Issued by the Superintendence of Grants and Installment Resources, the new act aims to “establish a set of cybersecurity requirements for telecommunications equipment in order to minimize or correct vulnerabilities through software / firmware updates or through configuration recommendations”.
With the new regulation, Anatel intends to approve only new products developed with the concept “security by design”, that is, hardware or software systems designed, from the first stages of its design, to become as free as possible from vulnerabilities.
One of the most expressive aspects of Act 77/2021 is that it determines that any type of cybersecurity flaw found in equipment already approved by the regulatory agency, and that affect the safety of its users, providers or telecommunications networks, is evaluated by Anatel .
The end of easy passwords
For those who are already used to using the username and password “admin” to log in to the router, it is better to get used to the new rules, which also do not allow blank or weak passwords, and not even that several equipment of a certain brand leave. factory the same password.

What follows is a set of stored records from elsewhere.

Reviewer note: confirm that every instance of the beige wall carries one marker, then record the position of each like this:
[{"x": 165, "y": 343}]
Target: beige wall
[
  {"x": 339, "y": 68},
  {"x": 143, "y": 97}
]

As a result, the MAC (Media Access Control) address, determined by several manufacturers as a password, must be changed when first using the product, which must not admit credentials derived from easily accessible information.
During software updates, the new act determines that the equipment has automated and secure mechanisms that inform the user about the changes implemented in the updates.
In cases of remote management, the regulation requires that all devices have adequate authentication and encryption methods, in addition to control mechanisms that limit access to the particular sources involved.